Then she went back to keep her vigil by the sick-bed, and to exercise her woman’s prerogative to ease and minister to pain. There was so little any one could do now, however, to help Abel Graham, the issue of his case being in the hand of God. In obedience to the request of Gladys, Walter went back to bed, and she sat on by the fire, thoroughly awake, and watchful to be of the slightest use to her uncle. He did not talk much, but he appeared to watch Gladys, and to be full of thoughts concerning her.
‘Do you remember that night I came, after your father died?’ he asked once.
‘Yes,’ she answered in a low voice. ‘I remember it well.’
‘You felt bitter and hard against me, did you not?’
‘If I did, Uncle Abel, it has long passed,’ she answered. ’There is no good to be got recalling what is past.’
’Perhaps not; but, my girl, when a man comes to his dying bed it is the past he harks back on, trying to get some comfort out of it for the future he dreads, and failing always.’
‘It is not your dying bed, Uncle Abel, I hope; you are not so old yet,’ she said cheerfully.
’No, I’m not old in years—not sixty—but old enough to regret my youth,’ he said. ’Are you still of the same mind about the spending of money, if you should ever have it to spend?’
’Yes; but it is so unlikely, Uncle Abel, that I shall ever have any money to spend. It is quite easy saying what we can do in imaginary circumstances. Reality is always different, and more difficult to deal with.’
‘You are very wise for your years. How many are they?’
‘Seventeen and three months.’
’Ay, well, you look your age and more. You’d pass for twenty, but no wonder; and’—
’I wish you would not talk so much, uncle; it will excite and exhaust you,’ she said, in gentle remonstrance.
’I must talk, if my time is short. Suppose I’m taken, what will you do with yourself, eh?’
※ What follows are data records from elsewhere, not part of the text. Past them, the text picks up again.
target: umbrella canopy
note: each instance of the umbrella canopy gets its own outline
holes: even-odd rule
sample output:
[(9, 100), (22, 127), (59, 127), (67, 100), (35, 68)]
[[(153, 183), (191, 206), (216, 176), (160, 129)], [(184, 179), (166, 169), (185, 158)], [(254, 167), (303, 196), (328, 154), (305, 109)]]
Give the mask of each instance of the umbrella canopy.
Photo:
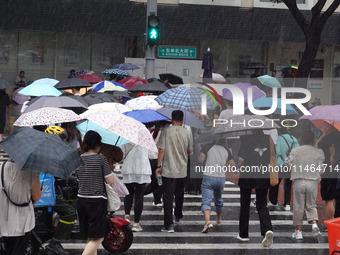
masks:
[(78, 120), (81, 120), (79, 115), (71, 110), (56, 107), (45, 107), (22, 114), (13, 125), (19, 127), (30, 127), (73, 122)]
[(100, 78), (99, 76), (97, 76), (95, 74), (78, 75), (76, 78), (77, 79), (82, 79), (84, 81), (87, 81), (90, 84), (101, 82), (103, 80), (102, 78)]
[(23, 88), (18, 88), (17, 90), (13, 92), (13, 100), (18, 104), (23, 104), (24, 102), (31, 99), (30, 96), (25, 96), (19, 93), (22, 89)]
[[(273, 98), (272, 97), (260, 97), (252, 102), (254, 108), (270, 108), (273, 105)], [(248, 109), (248, 106), (246, 107)], [(281, 98), (277, 99), (276, 110), (273, 112), (275, 114), (281, 114)], [(294, 109), (294, 107), (290, 104), (286, 106), (286, 114), (298, 114), (298, 112)]]
[(148, 81), (141, 79), (139, 77), (126, 77), (124, 79), (119, 80), (119, 83), (123, 84), (125, 87), (130, 89), (134, 85), (145, 84), (148, 83)]
[(57, 107), (57, 108), (84, 108), (85, 105), (68, 96), (60, 97), (42, 97), (39, 100), (32, 103), (26, 110), (25, 113), (31, 112), (44, 107)]
[(301, 119), (327, 120), (330, 122), (340, 122), (340, 104), (318, 105), (309, 110), (312, 115), (303, 115)]
[(83, 164), (78, 151), (66, 145), (59, 136), (32, 128), (20, 128), (0, 146), (21, 170), (67, 179)]
[[(233, 86), (238, 87), (241, 89), (243, 95), (244, 95), (244, 102), (248, 102), (248, 88), (252, 88), (253, 91), (253, 101), (260, 98), (260, 97), (265, 97), (266, 93), (264, 93), (262, 90), (260, 90), (258, 87), (251, 85), (250, 83), (235, 83)], [(222, 90), (223, 92), (223, 98), (228, 99), (230, 101), (233, 101), (233, 94), (231, 91), (227, 88), (224, 88)]]
[(72, 88), (86, 88), (91, 87), (91, 84), (83, 79), (69, 78), (58, 82), (56, 89), (72, 89)]
[(281, 88), (281, 83), (274, 78), (273, 76), (269, 75), (262, 75), (257, 77), (257, 79), (262, 83), (262, 85), (270, 87), (270, 88)]
[(171, 84), (183, 84), (183, 79), (172, 73), (161, 73), (159, 78), (161, 78), (162, 81), (168, 80)]
[(157, 96), (141, 96), (131, 99), (125, 103), (132, 110), (159, 109), (162, 106), (155, 101)]
[(106, 69), (102, 72), (102, 74), (106, 74), (106, 75), (109, 75), (109, 74), (115, 74), (117, 76), (121, 76), (121, 77), (130, 77), (131, 74), (129, 74), (128, 72), (124, 71), (124, 70), (121, 70), (121, 69)]
[[(102, 136), (103, 143), (119, 146), (130, 141), (151, 151), (158, 151), (149, 130), (142, 123), (133, 118), (125, 116), (117, 111), (101, 111), (88, 115), (85, 118), (95, 124), (97, 128), (91, 129), (94, 128), (94, 126), (92, 125), (90, 127), (90, 125), (85, 122), (82, 123), (82, 126), (88, 125), (87, 129), (80, 129), (79, 125), (77, 128), (82, 133), (87, 130), (97, 131)], [(109, 131), (109, 133), (107, 131)], [(123, 140), (123, 143), (120, 142), (122, 138), (125, 139), (125, 141)]]
[(157, 111), (151, 109), (124, 112), (124, 115), (129, 116), (142, 123), (156, 122), (161, 120), (170, 121), (169, 118), (167, 118), (163, 114), (160, 114)]
[[(202, 95), (207, 95), (201, 89), (180, 86), (174, 89), (169, 89), (159, 95), (155, 100), (162, 106), (172, 107), (181, 110), (201, 110)], [(207, 95), (207, 109), (215, 109), (214, 100)]]
[[(157, 112), (159, 112), (160, 114), (166, 116), (167, 118), (169, 118), (169, 120), (171, 120), (172, 112), (175, 110), (178, 110), (178, 109), (163, 107), (161, 109), (158, 109)], [(195, 114), (188, 112), (188, 111), (184, 111), (184, 125), (189, 126), (189, 127), (199, 128), (199, 129), (204, 128), (202, 121), (199, 118), (197, 118)]]
[(0, 89), (12, 90), (13, 86), (9, 81), (0, 78)]
[(120, 69), (120, 70), (135, 70), (135, 69), (140, 69), (139, 66), (136, 66), (131, 63), (121, 63), (121, 64), (116, 64), (111, 67), (111, 69)]
[(20, 94), (26, 96), (60, 96), (62, 93), (52, 85), (43, 83), (32, 83), (20, 90)]
[(170, 85), (164, 84), (160, 81), (153, 81), (150, 83), (134, 85), (129, 89), (130, 92), (164, 92), (171, 89)]
[(116, 81), (101, 81), (92, 86), (93, 92), (125, 91), (127, 88)]
[(119, 113), (130, 112), (131, 109), (123, 104), (119, 103), (101, 103), (89, 106), (88, 110), (82, 114), (82, 116), (88, 116), (91, 114), (99, 113), (101, 111), (116, 111)]
[(266, 116), (262, 115), (237, 115), (230, 119), (226, 124), (219, 125), (214, 134), (230, 135), (248, 135), (251, 134), (251, 130), (256, 129), (274, 129), (280, 128), (279, 125), (273, 121), (268, 121)]

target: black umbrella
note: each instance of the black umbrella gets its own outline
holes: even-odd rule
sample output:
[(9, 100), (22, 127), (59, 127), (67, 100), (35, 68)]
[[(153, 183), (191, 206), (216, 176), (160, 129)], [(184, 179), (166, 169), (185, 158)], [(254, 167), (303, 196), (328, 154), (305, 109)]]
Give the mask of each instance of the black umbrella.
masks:
[(92, 85), (83, 79), (69, 78), (58, 82), (54, 87), (56, 89), (85, 88)]
[(130, 92), (164, 92), (171, 89), (169, 84), (160, 81), (153, 81), (145, 84), (138, 84), (129, 89)]
[(161, 78), (162, 81), (168, 80), (171, 84), (183, 84), (183, 79), (172, 73), (161, 73), (159, 78)]

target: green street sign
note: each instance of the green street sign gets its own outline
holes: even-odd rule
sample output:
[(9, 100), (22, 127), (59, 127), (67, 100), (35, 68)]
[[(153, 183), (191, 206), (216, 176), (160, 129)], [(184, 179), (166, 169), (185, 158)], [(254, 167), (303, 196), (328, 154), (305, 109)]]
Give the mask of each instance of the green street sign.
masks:
[(158, 46), (159, 58), (197, 58), (196, 47)]

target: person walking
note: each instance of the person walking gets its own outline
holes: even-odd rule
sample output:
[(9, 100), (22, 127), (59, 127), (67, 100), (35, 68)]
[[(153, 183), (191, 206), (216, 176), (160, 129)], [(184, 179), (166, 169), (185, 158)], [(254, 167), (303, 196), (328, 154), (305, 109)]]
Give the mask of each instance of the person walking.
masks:
[[(222, 224), (223, 189), (225, 186), (226, 172), (224, 167), (235, 166), (231, 153), (225, 148), (225, 139), (220, 139), (207, 152), (201, 151), (198, 162), (203, 163), (206, 159), (202, 180), (202, 212), (205, 225), (202, 233), (208, 233), (213, 227), (210, 221), (211, 201), (214, 196), (217, 225)], [(220, 170), (219, 170), (220, 169)], [(211, 171), (213, 170), (213, 171)]]
[(0, 171), (0, 236), (5, 254), (24, 255), (35, 227), (33, 205), (42, 195), (39, 173), (22, 171), (11, 159), (0, 165)]
[(124, 198), (125, 219), (130, 221), (130, 211), (133, 199), (135, 199), (135, 222), (132, 225), (132, 231), (139, 232), (143, 230), (139, 221), (143, 212), (145, 185), (151, 182), (151, 166), (149, 161), (151, 153), (148, 149), (133, 143), (124, 144), (120, 148), (124, 155), (121, 173), (123, 175), (123, 182), (129, 191), (129, 195)]
[(291, 166), (291, 179), (294, 181), (293, 224), (296, 230), (292, 237), (298, 240), (303, 239), (301, 226), (304, 212), (306, 212), (308, 223), (313, 224), (314, 235), (319, 234), (316, 197), (321, 180), (320, 174), (323, 173), (322, 163), (325, 160), (323, 151), (313, 146), (314, 133), (311, 130), (303, 133), (301, 144), (300, 147), (291, 151), (288, 160)]
[(98, 154), (101, 136), (88, 131), (83, 140), (81, 155), (84, 162), (77, 171), (79, 182), (77, 211), (80, 232), (87, 239), (83, 255), (95, 255), (106, 231), (107, 194), (105, 184), (113, 184), (114, 176), (104, 156)]
[[(274, 146), (270, 136), (263, 134), (262, 130), (253, 130), (252, 135), (241, 137), (241, 146), (238, 153), (239, 166), (242, 169), (249, 167), (268, 166), (270, 164), (270, 147)], [(272, 144), (271, 144), (272, 143)], [(261, 169), (260, 169), (261, 170)], [(256, 209), (259, 214), (263, 247), (273, 243), (273, 227), (267, 208), (267, 193), (270, 187), (269, 172), (251, 173), (241, 171), (239, 177), (241, 193), (241, 208), (239, 221), (239, 235), (237, 239), (242, 242), (249, 241), (249, 209), (251, 190), (255, 189)]]
[(175, 223), (183, 218), (184, 185), (187, 176), (188, 154), (193, 147), (192, 135), (184, 128), (183, 112), (172, 112), (172, 126), (165, 128), (159, 137), (158, 166), (156, 176), (162, 175), (163, 180), (163, 232), (174, 233), (173, 200), (175, 196)]

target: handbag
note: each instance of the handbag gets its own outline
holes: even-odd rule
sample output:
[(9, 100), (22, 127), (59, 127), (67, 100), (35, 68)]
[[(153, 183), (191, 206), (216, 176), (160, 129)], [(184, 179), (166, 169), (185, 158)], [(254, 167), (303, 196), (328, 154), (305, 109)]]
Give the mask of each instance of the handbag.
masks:
[(270, 144), (270, 186), (274, 187), (279, 184), (279, 171), (277, 167), (277, 156), (274, 148), (274, 143), (271, 137), (269, 137)]

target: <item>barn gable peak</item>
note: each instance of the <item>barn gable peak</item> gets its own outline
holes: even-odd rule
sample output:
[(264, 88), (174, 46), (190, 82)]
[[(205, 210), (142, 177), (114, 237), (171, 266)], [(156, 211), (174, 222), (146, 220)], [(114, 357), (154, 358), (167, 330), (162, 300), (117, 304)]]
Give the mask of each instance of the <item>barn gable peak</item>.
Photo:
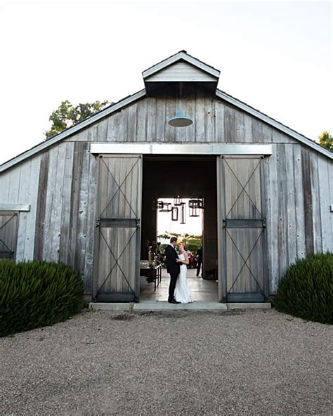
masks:
[(145, 70), (142, 73), (147, 94), (160, 85), (187, 82), (200, 84), (215, 93), (220, 71), (181, 51)]

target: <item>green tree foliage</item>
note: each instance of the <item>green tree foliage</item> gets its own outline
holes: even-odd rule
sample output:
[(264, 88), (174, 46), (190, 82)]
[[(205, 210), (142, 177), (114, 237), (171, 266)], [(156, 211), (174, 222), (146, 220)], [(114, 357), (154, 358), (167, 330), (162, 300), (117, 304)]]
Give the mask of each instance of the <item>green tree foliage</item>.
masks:
[(319, 136), (319, 144), (333, 152), (333, 136), (325, 130)]
[(50, 130), (44, 134), (46, 140), (100, 111), (110, 103), (108, 101), (95, 101), (74, 106), (67, 100), (62, 101), (57, 110), (52, 112), (50, 116), (49, 120), (52, 122), (52, 126)]
[(62, 263), (0, 261), (0, 337), (53, 325), (82, 307), (82, 280)]
[(312, 254), (292, 264), (274, 306), (280, 312), (333, 324), (333, 253)]

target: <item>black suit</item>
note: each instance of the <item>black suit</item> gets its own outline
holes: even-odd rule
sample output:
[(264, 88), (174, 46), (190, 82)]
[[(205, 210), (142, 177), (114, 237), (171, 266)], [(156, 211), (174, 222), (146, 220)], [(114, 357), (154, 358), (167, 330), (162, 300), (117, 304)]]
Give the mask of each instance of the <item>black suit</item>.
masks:
[(197, 276), (200, 273), (201, 265), (202, 264), (202, 247), (200, 247), (197, 252)]
[(170, 275), (170, 285), (169, 286), (169, 300), (173, 301), (178, 275), (181, 271), (181, 266), (176, 259), (178, 258), (174, 248), (168, 245), (165, 249), (166, 256), (166, 271)]

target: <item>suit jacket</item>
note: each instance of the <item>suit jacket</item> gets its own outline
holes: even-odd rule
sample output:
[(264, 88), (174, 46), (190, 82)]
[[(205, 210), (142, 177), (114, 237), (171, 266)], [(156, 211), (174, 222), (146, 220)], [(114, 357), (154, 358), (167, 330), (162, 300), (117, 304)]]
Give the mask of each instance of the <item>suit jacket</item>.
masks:
[(165, 249), (165, 255), (166, 256), (166, 271), (169, 273), (179, 274), (181, 266), (176, 263), (176, 259), (178, 259), (178, 254), (176, 250), (171, 245), (168, 245)]

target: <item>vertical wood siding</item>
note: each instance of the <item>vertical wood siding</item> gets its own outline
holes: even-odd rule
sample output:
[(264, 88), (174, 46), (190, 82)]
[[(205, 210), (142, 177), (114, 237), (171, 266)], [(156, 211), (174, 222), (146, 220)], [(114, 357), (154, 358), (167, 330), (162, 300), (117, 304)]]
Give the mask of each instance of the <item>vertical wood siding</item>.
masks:
[(16, 260), (34, 257), (38, 178), (41, 156), (27, 160), (0, 175), (1, 204), (30, 204), (30, 211), (18, 213)]
[(271, 143), (273, 155), (264, 163), (270, 293), (296, 259), (333, 251), (330, 160), (199, 93), (183, 100), (193, 124), (175, 129), (168, 120), (177, 107), (175, 98), (144, 98), (2, 173), (0, 203), (31, 205), (30, 212), (19, 214), (17, 259), (70, 264), (91, 293), (96, 160), (89, 148), (91, 142), (107, 141)]

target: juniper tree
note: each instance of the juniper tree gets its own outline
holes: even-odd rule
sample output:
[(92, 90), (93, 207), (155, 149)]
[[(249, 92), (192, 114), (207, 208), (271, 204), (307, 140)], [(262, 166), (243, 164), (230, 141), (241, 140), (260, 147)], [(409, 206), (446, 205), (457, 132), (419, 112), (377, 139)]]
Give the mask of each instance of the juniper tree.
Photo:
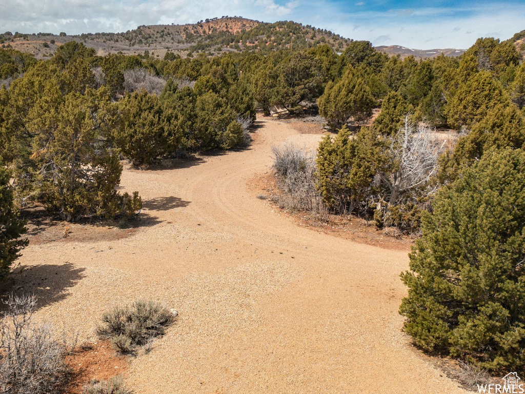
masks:
[(525, 366), (525, 152), (486, 152), (442, 189), (402, 275), (404, 330), (482, 367)]
[(9, 173), (0, 165), (0, 285), (18, 257), (18, 252), (27, 244), (27, 240), (19, 238), (26, 232), (24, 224), (13, 204)]
[(349, 70), (338, 82), (328, 82), (319, 97), (319, 113), (332, 130), (344, 125), (348, 118), (361, 120), (372, 115), (375, 103), (363, 76)]

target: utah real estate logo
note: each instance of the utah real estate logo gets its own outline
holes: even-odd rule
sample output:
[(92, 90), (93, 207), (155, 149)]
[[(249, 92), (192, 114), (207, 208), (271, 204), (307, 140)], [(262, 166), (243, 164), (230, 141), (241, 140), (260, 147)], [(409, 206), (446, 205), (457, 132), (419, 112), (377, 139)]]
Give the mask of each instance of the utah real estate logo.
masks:
[(478, 385), (478, 392), (487, 394), (523, 394), (525, 383), (520, 382), (521, 379), (517, 372), (510, 372), (501, 378), (503, 385)]

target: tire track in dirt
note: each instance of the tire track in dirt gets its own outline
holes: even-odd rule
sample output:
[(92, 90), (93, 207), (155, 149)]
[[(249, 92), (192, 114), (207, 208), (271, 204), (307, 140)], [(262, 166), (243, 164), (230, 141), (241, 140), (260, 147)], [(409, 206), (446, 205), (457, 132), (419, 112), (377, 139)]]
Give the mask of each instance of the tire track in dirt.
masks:
[(132, 362), (126, 380), (138, 393), (465, 392), (400, 331), (406, 252), (297, 226), (248, 190), (269, 170), (272, 144), (320, 137), (258, 123), (245, 150), (125, 171), (127, 190), (159, 202), (144, 210), (154, 225), (114, 241), (29, 246), (23, 264), (83, 270), (39, 316), (74, 322), (92, 339), (112, 305), (153, 298), (177, 309), (177, 323)]

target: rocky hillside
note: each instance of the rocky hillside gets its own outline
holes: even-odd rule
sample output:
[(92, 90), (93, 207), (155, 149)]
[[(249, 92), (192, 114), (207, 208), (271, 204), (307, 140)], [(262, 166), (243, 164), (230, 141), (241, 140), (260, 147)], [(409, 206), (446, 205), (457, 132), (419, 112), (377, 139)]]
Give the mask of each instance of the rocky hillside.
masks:
[(0, 34), (0, 45), (34, 54), (37, 58), (52, 56), (58, 46), (75, 40), (94, 48), (98, 55), (121, 52), (163, 58), (167, 53), (184, 57), (204, 52), (217, 54), (229, 51), (267, 51), (306, 48), (320, 43), (342, 51), (352, 40), (329, 30), (292, 22), (265, 23), (240, 17), (225, 16), (186, 25), (140, 26), (119, 33), (87, 33), (67, 35), (47, 33)]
’The way will open up for me, I do not doubt; there must be a corner for me somewhere,’ she said bravely; nevertheless, her young cheek blanched, and she shivered slightly as she glanced round the place—poor enough, perhaps, but which at least afforded her a peaceful and comfortable home. These signs were not unnoticed by the dying man, and a faint, slow, melancholy smile gathered about his haggard mouth.
‘You believe, I suppose, that the Lord will provide for you?’ he said grimly.
‘Yes, I do.’
‘Does He never fail, eh?’
’Never. He does not always provide just as we expect or desire, but provision is made all the same,’ answered the girl, and her eyes shone with a steadfast light.
’It’s a very comfortable doctrine, but not practicable, nor, to my thinking, honest. Do you mean to say that it is right to sit down with folded hands waiting for the Lord to provide, and living off other people at the same time?’